In a programme rich in information on broadcasting as well as recording, the accessibility of serious music across an increasingly wide social spectrum was touched upon, and also the revolution achieved through the transistor radio which made private listening possible as opposed to the previously customary family listening. This led to teenage-driven markets (those "trannies" in bedrooms), and so to the pop explosion. From the purely musical view, however, one of the most perceptive contributions to the programme came from pianist Susan Tomes who focused on one of the more questionable aspects of hi-fi recording. Fidelity to what, we may ask? She has found that the clarity of today's recording techniques are in danger of making her self-consciously aware of her own contribution to a chamber texture - this to the exclusion of listening and responding to her musical partners.

Further examination of the pros and cons of recording was to be heard next day in Radio 3's Opera in Action. Martin Handley examined live opera recordings to see whether the spontaneity and risk-taking involved outweighed the flawless but perhaps rather safe results of the studio. An emotionally extended, but by no means exhausted Birgit Nilsson in the "Liebestod" from a live Bayreuth performance certainly achieved an emotional intensity which studio recordings rarely attain to.

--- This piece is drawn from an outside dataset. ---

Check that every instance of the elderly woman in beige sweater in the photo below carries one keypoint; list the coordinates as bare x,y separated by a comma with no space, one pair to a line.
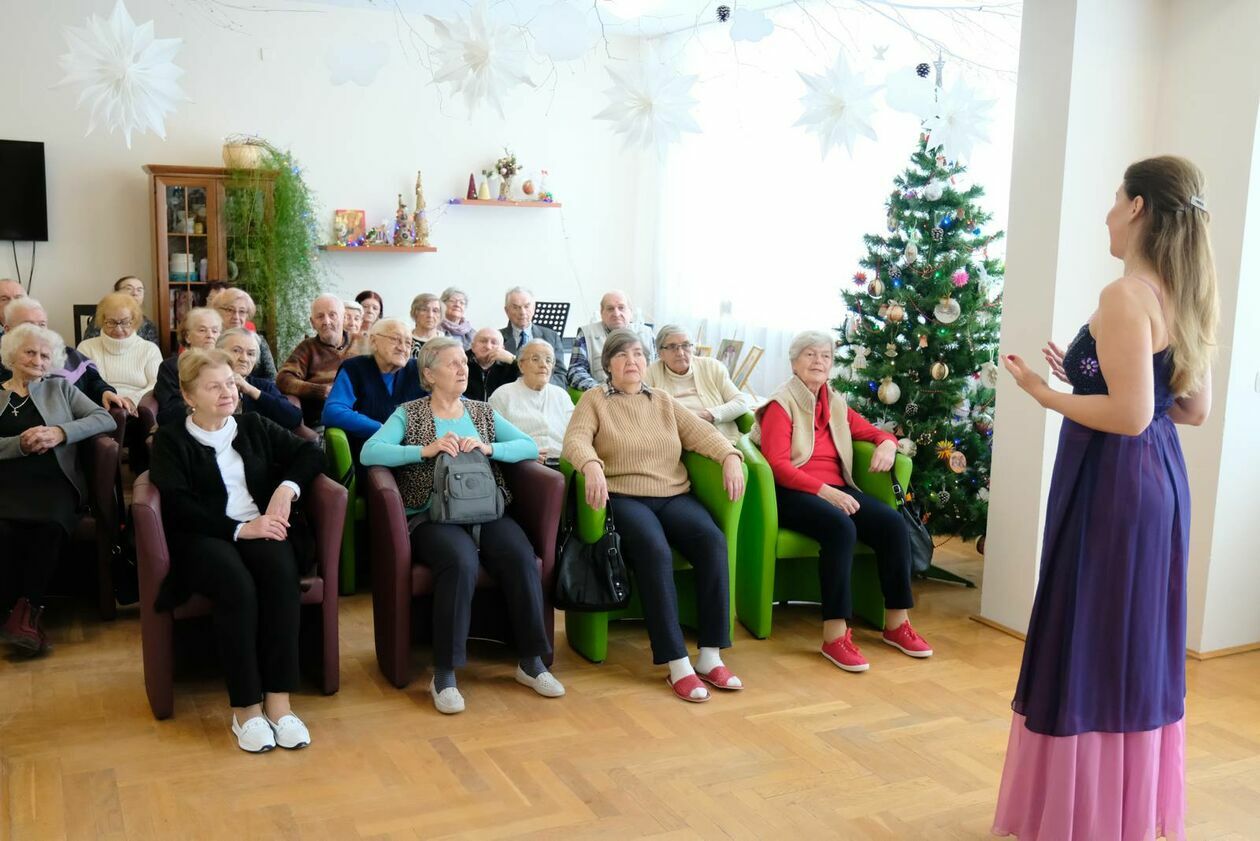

But the point is not quite that easily made. There were flaws here which, on repeated listening without the element of total theatre, could begin to pall, and there's much to be said for a studio's clear exposition of the musical text to which we can bring the theatre of our minds. Still further interesting comparisons were made, and it was fun to hear Callas fighting to sing in La Traviata while being unnecessarily and very audibly prompted.

All of which leaves little space to thank John Tusa for saying most eloquently in his Cheltenham Festival interval talks what all committed artists long to say to the politicians: Art does indeed matter. In fact, it is a matter of life and death.